Stasis is very much a traditional point and click adventure game, you have a small inventory where you collect and combine various items along the way. Puzzles are your main obstacles to progress and the puzzles in Stasis offer enough challenge to feel like you’re being smart when you solve them but not so difficult that you feel like pushing your eyeballs into the back of your head. I confess I did get stuck on a few puzzles but the game’s logic is sound enough that if you give it some time the solution usually presents itself.

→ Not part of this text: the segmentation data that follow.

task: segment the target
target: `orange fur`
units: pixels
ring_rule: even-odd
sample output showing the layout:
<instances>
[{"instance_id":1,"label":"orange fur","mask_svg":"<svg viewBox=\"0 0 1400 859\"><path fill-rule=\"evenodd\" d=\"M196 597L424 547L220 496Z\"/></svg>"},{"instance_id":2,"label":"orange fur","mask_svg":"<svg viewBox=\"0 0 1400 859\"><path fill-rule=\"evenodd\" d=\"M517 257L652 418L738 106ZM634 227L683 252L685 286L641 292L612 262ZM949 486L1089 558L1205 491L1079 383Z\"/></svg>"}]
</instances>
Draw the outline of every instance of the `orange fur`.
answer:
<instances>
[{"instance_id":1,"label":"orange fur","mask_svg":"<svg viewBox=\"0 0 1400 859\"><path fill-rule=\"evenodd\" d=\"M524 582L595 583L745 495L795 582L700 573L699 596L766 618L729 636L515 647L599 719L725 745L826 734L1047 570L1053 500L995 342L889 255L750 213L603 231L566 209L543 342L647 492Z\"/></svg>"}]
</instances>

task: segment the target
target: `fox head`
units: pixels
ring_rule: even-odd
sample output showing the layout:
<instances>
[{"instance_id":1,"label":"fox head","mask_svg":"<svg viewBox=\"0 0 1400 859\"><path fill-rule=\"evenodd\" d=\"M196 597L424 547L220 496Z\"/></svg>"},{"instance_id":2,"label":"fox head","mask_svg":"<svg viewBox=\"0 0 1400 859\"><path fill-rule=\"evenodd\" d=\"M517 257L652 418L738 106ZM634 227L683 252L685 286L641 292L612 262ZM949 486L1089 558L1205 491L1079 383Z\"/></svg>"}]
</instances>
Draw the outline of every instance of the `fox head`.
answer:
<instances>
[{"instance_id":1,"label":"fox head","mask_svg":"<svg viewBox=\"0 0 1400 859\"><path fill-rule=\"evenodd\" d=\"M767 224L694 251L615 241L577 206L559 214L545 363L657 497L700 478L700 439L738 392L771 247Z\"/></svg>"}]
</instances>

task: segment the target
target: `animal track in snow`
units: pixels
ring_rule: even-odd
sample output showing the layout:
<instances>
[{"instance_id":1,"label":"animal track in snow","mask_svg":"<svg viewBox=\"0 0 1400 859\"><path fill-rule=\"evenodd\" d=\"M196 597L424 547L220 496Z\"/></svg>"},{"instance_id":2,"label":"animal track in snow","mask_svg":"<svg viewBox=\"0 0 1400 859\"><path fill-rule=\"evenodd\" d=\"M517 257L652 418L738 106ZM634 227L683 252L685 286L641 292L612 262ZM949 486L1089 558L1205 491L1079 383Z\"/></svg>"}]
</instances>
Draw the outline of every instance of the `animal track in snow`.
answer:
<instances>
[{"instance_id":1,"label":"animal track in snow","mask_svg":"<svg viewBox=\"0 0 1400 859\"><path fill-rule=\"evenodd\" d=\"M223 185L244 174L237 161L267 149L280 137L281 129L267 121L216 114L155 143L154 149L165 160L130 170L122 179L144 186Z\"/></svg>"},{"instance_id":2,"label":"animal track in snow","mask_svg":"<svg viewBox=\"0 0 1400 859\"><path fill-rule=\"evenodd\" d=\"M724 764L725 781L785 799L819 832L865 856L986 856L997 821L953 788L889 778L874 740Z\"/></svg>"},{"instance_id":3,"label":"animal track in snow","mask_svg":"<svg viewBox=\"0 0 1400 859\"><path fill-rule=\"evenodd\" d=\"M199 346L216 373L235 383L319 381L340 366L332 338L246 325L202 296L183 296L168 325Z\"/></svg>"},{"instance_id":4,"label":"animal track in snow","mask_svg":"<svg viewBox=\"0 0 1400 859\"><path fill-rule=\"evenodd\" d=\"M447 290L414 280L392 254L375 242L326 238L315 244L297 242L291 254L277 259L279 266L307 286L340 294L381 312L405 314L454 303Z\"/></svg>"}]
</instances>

Stasis wears its influences on its sleeve, references from some of the greatest horror and sci-fi films of the past are scattered throughout the game.  One in particular that stuck out for me is the name of the protagonist. It is wonderfully geeky, and I noticed it immediately and I highly approve. In other hands these references could have felt cheap and derivative but in Stasis they feel like a celebration of all that is and was great about the sci-fi horror genre, even if a line of dialogue happens to be borrowed from a great sci-fi film, it just brings happy associations.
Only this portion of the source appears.